AI-Powered Eye Tracking for Early Detection of Reading Difficulties
ReadTrack – AI-based eye tracking platform for early screening of reading challenges in educational settings
Use Case:
Development of an AI-enhanced markerless eye tracking solution that supports early detection of reading difficulties such as dyslexia using custom hardware and deep learning models. The system provides pixel-accurate gaze estimation without beacons or markers.
Outcome:
- Fully operational AI pipeline for gaze detection using custom three-camera hardware (frontal, left eye, right eye);
- Implementation of an end-to-end deep learning framework based on ResNet-18 architecture with early and late fusion strategies;
- Integration of semantic segmentation (EllSeg) for iris and pupil tracking with improved robustness to occlusion, lighting, and head movement;
- Collection of over 180,000 annotated triplets for model training, achieving an average error of ~1–2 cm for gaze point estimation;
- Real-time gaze inference via API with training and inference modes, integrated into GUI with visualization support.
Ecosystem Support:
StairwAI support enabled AI development by DEPTHEN, leveraging GPU cloud infrastructure (DataCrunch) and expert mentoring. The project benefited from flexibility in voucher allocation and integration guidance for training pipelines and API development.
AI Relevance:
This success story demonstrates AI accessibility through:
- Development of personalized models from minimal training (15 min);
- Edge integration with commodity hardware;
- Elimination of traditional visual markers;
- Support for inclusive education through scalable, non-invasive AI-based screening tools.
Summary:
Omolab developed ReadTrack, an innovative AI-based eye tracking platform aimed at supporting early identification of reading difficulties in school-aged children. The system uses a three-camera custom device and deep learning models to predict a user’s gaze point across multiple screens, without needing visual markers.
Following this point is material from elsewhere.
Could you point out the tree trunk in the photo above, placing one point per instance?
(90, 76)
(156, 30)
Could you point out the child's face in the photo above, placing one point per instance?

The project involved building a full pipeline with training and inference capabilities, applying a ResNet-18 model with both early and late fusion of input streams. Using a dataset of 180,000 annotated image triplets, the team achieved high precision in gaze estimation (~1–2 cm error). The product is designed to support scalable deployment in schools and speech therapy settings, enhancing Omolab’s existing assistive solutions. The work was supported by the StairwAI ecosystem, which provided cloud GPU access and AI expertise.